Zamyatin, Yevgeny. We. (1993).translated and with an introduction by Clarence Brown. NY: Penguin Books.
Reviewed by John J. Miller in WSJ on 26 July 2006.
Authors sometimes gripe about the long wait between the completion of a book and its publication. Perhaps the sad case of the Russian writer Yevgeny Zamyatin will help them put things in perspective: He finished his novel "We" in 1921, but it didn't appear in print in his native land until 1988.
The problem wasn't that Zamyatin and his manuscript were obscure or unknown. Rather, it was that they offended communist censors, who correctly understood "We" to be a savage critique of the totalitarianism that was starting to take shape in the years following the Russian Revolution.

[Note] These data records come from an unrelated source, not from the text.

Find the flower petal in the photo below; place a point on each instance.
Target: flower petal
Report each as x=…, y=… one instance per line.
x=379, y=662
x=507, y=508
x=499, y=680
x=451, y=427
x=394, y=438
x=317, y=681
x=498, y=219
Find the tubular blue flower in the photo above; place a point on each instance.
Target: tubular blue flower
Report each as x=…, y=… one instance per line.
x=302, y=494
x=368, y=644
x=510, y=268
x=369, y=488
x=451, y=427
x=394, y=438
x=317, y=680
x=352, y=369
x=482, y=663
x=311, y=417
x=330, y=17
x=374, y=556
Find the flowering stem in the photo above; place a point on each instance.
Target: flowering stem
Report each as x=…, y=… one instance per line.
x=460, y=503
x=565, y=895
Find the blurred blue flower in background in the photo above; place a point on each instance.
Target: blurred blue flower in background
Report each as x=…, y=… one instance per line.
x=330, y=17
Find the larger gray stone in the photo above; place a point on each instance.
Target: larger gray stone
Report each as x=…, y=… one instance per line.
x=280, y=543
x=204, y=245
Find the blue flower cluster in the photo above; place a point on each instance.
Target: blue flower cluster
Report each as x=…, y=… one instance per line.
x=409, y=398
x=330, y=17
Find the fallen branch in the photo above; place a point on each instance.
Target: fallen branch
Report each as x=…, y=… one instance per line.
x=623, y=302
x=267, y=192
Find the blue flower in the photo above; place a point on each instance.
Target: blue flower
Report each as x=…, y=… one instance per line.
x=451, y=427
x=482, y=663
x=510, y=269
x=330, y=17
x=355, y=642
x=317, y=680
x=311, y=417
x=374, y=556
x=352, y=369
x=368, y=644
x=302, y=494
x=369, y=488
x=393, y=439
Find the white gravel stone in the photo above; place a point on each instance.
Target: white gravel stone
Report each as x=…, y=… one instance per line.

While there is no denying the horrors and evil perpetrated by Lenin, Stalin and their heirs, it is worth pointing out that the reviewer, John J. Miller, writes for the National Review, William F. Buckley's media outlet. A look at Miller's bio is telling; this is from the NR's website's bio of him: John J. Miller is National Review magazine’s National Political Reporter, based in Washington, D.C.
Miller is the author of three books: A Gift of Freedom: How the John M. Olin Foundation Changed America, Our Oldest Enemy: A History of America’s Disastrous Relationship with France (co-authored by Mark Molesky), and The Unmaking of Americans: How Multiculturalism Has Undermined the Assimilation Ethic.
Just for the sake of full disclosure.